In January, 1835, Balzac spent eight days with her at La Boulonniere,
near Nemours, working hard all the time; and was horrified to find her
so ill, that even the pleasure of reading his books brought on severe
heart attacks.
His life at this time was enormously busy; the passion for work had
him in its grip, and even _his_ robust constitution suffered from the
enormous strain to which he subjected it by his constant abuse of
coffee, which caused intense nervous irritation; and by the short
hours of sleep he allowed himself. He never rested for a moment, he
was never indifferent for a moment, his faculties were constantly on
the stretch, and Dr. Nacquart remonstrated in vain. In August, 1834,
he was attacked by slight congestion of the brain, and imperatively
ordered two months' rest; which, of course, he did not take; and now
from time to time, in his letters, occur entries of sinister omen,
about symptoms of illness, and doctor's neglected advice. In October
"La Recherche de l'Absolu" appeared, and instead of greeting it with
the enthusiasm he usually accorded to his books, he remarked to Madame
Hanska that he hoped it was good, but that he was too tired to judge.

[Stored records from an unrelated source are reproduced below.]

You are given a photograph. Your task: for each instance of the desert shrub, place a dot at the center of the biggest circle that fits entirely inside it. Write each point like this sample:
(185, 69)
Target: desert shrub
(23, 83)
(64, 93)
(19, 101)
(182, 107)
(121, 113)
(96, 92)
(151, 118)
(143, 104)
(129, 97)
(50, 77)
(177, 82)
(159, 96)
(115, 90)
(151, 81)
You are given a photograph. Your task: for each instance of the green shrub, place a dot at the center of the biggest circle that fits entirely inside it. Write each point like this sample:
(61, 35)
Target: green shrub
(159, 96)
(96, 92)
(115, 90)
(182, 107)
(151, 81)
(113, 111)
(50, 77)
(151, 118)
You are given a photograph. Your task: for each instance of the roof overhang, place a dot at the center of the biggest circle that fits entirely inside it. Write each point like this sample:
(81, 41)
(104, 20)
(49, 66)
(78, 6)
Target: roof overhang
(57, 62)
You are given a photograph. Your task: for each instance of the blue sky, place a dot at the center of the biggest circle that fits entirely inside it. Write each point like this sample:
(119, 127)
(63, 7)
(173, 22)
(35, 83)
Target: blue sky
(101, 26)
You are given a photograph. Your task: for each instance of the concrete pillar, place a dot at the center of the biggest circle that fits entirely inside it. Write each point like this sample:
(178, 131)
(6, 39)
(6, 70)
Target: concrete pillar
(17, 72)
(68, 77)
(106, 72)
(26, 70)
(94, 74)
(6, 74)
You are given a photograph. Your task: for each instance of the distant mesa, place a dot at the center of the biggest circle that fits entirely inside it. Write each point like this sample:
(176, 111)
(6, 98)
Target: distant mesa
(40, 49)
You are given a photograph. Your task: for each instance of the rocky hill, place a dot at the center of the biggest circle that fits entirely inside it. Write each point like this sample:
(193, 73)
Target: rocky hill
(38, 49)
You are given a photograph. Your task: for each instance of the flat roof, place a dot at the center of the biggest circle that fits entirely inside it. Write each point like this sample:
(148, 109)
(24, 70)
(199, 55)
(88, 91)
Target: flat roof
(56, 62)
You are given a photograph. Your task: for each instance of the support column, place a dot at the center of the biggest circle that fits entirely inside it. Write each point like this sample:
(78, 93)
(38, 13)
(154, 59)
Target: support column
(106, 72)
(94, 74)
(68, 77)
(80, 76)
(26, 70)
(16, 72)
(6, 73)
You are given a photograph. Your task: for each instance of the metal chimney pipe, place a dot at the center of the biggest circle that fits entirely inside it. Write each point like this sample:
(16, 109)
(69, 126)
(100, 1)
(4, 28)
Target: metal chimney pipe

However, by December of the same year, when "Le Pere Goriot" was
published, he had to a certain extent recovered his elasticity, and
said that it was a beautiful work, though terribly sad, and showed the
moral corruption of Paris like a disgusting wound. A few days later he
became more enthusiastic, and wrote: "You will be very proud of 'Le
Pere Goriot.' My friends insist that nothing is comparable to it, and
that it is above all my other compositions."[*] Certainly the vivid
portrait of old Goriot, that ignoble King Lear, who in his
extraordinary passion of paternal love rouses our sympathy, in spite
of his many absurdities and shortcomings, is a striking instance of
Balzac's power in the creation of type.
[*] "Lettres a l'Etrangere."
He was straining every nerve to be able to meet Madame Hanska in
Vienna; but with all his efforts his journey was put off month after
month, and it was not till May 9th, 1835, that he was at last able to
start. He arrived at Vienna on the 16th; having hired a post carriage
for the journey, a little extravagance which cost him 15,000 francs.
His stay there was not a rest, as, to Madame Hanska's annoyance, he
worked twelve hours a day at "Le Lys dans la Vallee," and explained to
her that he was doing a good deal in thus sacrificing three hours a
day for her sake--fifteen hours out of the twenty-four being his usual
time for labour. He visited Munich on his way back, and arrived in
Paris on June 11th, to find a crowd of creditors awaiting his arrival,
and his pecuniary affairs in terrible confusion. Owing, he considered,
to the machinations of his enemies, articles had appeared in different
papers announcing that he had been imprisoned for debt--a report which
naturally ruined his credit, and caused a general gathering of those
to whom he owed money. It was not a pleasant home-coming; as Werdet
and Madame Bechet were in utter despair, and reproached Balzac
bitterly for his absence, while all his silver had been pawned by his
sister to pay his most pressing liabilities.